Robo-Observability
I care about observability in the context of debugging and monitoring robotics systems.
Logs
Debugging (e.g., ROS-based) robotics systems by digging through logs hasn’t been fun for me. To investigate a bug report, I first SSH into a robot, look through multiple log files from multiple teams’ software, and once I find relevant logs and data (e.g., camera images), I start downloading them to my local dev machine and wait for 10~20 minutes (at best). Only after that, I could dive deep into them to understand the reported issue. I’m describing my ~worst experience, but debugging (and monitoring, too) robotics systems has always been painful for one or two reasons I just mentioned.
When I started using log management tools from the distributed systems community, I was pleasantly surprised by their amazing developer experience (DX). Three aspects in particular stood out to me:
- Structured logs made logs machine-parsable and version controllable, eliminating the need for regex gymnastics. This greatly facilitated the development of user-facing tools like interactive data visualizers.
- Centralized logs helped bring together all relevant information for users.
- Log visualization tools allowed users to effortlessly navigate and process large amounts of log data.
During the adoption of these aspects, I observed the following challenges faced by organizations:
- Large and complex codebases made it difficult and laborious to structure logs consistently across diverse subsystems.

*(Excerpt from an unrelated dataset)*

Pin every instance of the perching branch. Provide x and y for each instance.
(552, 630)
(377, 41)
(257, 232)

- Large data volumes posed challenges in centralizing data. Even in robotics companies that deal with non-autonomous vehicles, data generation reaches petabyte scales, making it incredibly challenging to work with.
- Non-textual logs made the utilization of existing log management and visualization tools more difficult.
Here are my suggestions:
- Start structuring logs by adding metadata such as robot ID and customer ID (i.e., robot and customer information) to the logs of multiple teams. Doing so should spark discussions about standardizing the data structure and tooling for logs. Nudge stakeholders to think in terms of logs generated from fleets instead of individual robots, and manage the lifecycle of logs independently, for example, from the software that generated them.

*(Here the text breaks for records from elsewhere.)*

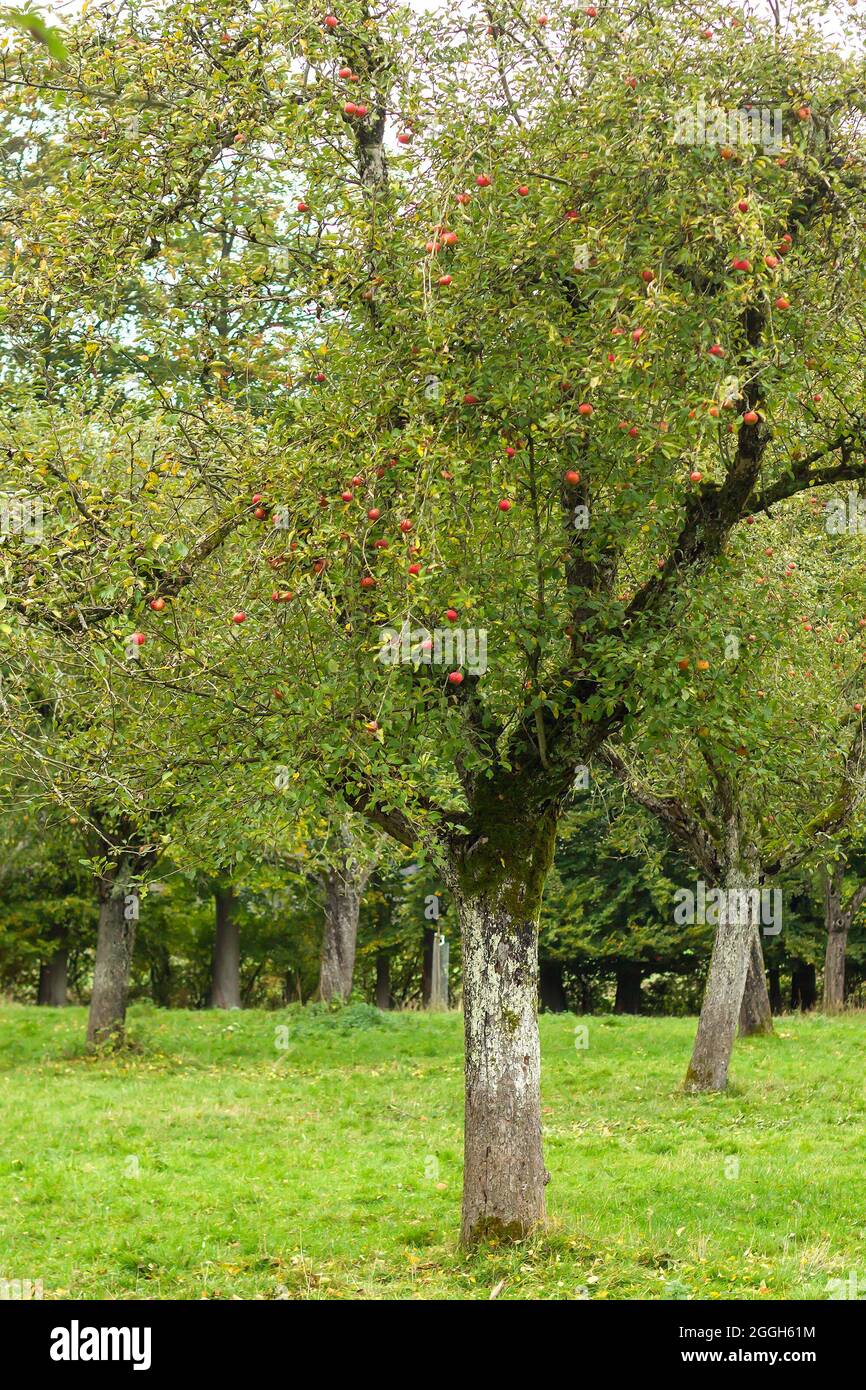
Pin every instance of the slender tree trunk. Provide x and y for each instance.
(344, 886)
(755, 1014)
(804, 988)
(551, 988)
(729, 968)
(776, 1005)
(503, 1175)
(382, 980)
(627, 987)
(225, 987)
(114, 947)
(53, 979)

- While aiming to standardize the metadata structure and tooling to simplify the consumption process, log data types and data channels carrying logs should be treated differently and separately to optimize performance in terms of transportation, visualization, and so on.
- Invest in adopting or even building data visualization tools. “A picture is worth a thousand words.” Non-textual data is essential when it comes to debugging, and each organization may have bespoke needs.
Metrics
Typical metric categories I’ve seen are:
- Customer and robot-specific metrics, such as the total number of completed deliveries and the total distance traveled for an indoor delivery robot company.
- Resource utilization and health-related metrics, such as CPU, memory, and disk usage, network traffic of onboard and cloud machines.
- Service health and availability-related metrics, such as request rate/error/duration, service uptime/response time of onboard and cloud services.
These metrics aren’t specific to robotics companies and are standardized (e.g., across services) for ease of consumption and operational scalability. However, I have found that specializing metrics for core robotics engineers (e.g., who also engage in operations work in smaller organizations) is helpful for monitoring purposes. Here are examples of such specialized metrics for motion control and planning:
- Motion control: control frequency, number of staged controllers, response time of dependent hardware devices.
- Motion planning: planning request rate, errors, and duration, distance and duration of planned motion (trajectory).
Notice that these metrics are still high-level, i.e., general across different kinds of motion planning or control algorithms. There are also robotics algorithm-specific metrics (e.g., the number of nodes explored for a sampling-based planner) that can be computed and tracked. While I do like to collect such robotics-specific metrics to gain a deeper understanding of algorithm performance, doing so requires caution, e.g., I like to ask questions such as: What’s the overhead of computing algorithm-specific metrics? How can we extract meaningful information from these metrics and avoid adding noise to the dashboard? How much maintenance work do we anticipate?
Final Thoughts
Observability is crucial for debugging and monitoring robotics systems at every stage of an organization. In small organizations, observability is a must for quickly detecting and resolving issues. For larger organizations, the ability to collect and process large log data from a fleet of robots effectively or monitor the health and utilization of such a fleet is a must. Ensuring observability of a robotics system at scale requires not only careful design and nontrivial implementation work on tooling but also the establishment of conventions and practices that are agreed upon and adhered to by multiple teams.
Acknowledgements
I thank Chris Palmer and Rastislav Komara for sharing their experiences and insights.